Regulations for reduced emissions from diesel engines are impacting many companies before the European and U.S. laws will impact the environment. Meeting these new goals is a major challenge for those designing engines and components, one that can only be met by simulating various changes in the combustion process to see how fuel can be burned efficiently.
Modine Manufacturing Co., which makes thermal management systems and components, responded with an old-fashioned approach, consolidating its analysis engineers into a new Virtual Technology Group so they could communicate easily. A high-tech change came with the adoption of 3D CAD and finite element analysis tools, used jointly to design liquid-cooled heat exchangers.
The integrated tools brought dramatic savings up to a 20- to 30-percent reduction in design time for liquid-cooled charge air coolers and the elimination of prototype tests that cost $10,000 on a previous generation. Even so, engineers spent so much time on workstations that they called the lab their campsite.

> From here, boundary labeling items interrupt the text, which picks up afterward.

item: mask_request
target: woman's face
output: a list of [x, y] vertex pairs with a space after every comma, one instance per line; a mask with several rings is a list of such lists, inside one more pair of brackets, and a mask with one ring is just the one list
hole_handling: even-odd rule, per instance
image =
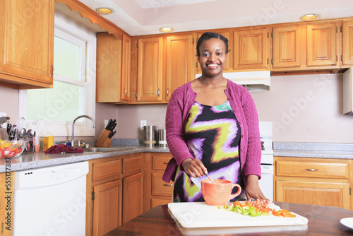
[[214, 77], [222, 74], [227, 58], [225, 44], [222, 40], [211, 38], [200, 45], [198, 62], [203, 75]]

An example was a project to optimize the flow and pressure drop in a liquid-cooled charge air cooler. Tom Reiss, an Engine Product Group application engineer, used five versions of a design, completing his CFD designs in 20 minutes. He estimates that in the past, this design would have cost at least $10,000 and required significant queue and set-up time for physical testing for just a couple iterations.
Now, Modine is working with its key universities to make sure engineering graduates are familiar with tools from its key suppliers.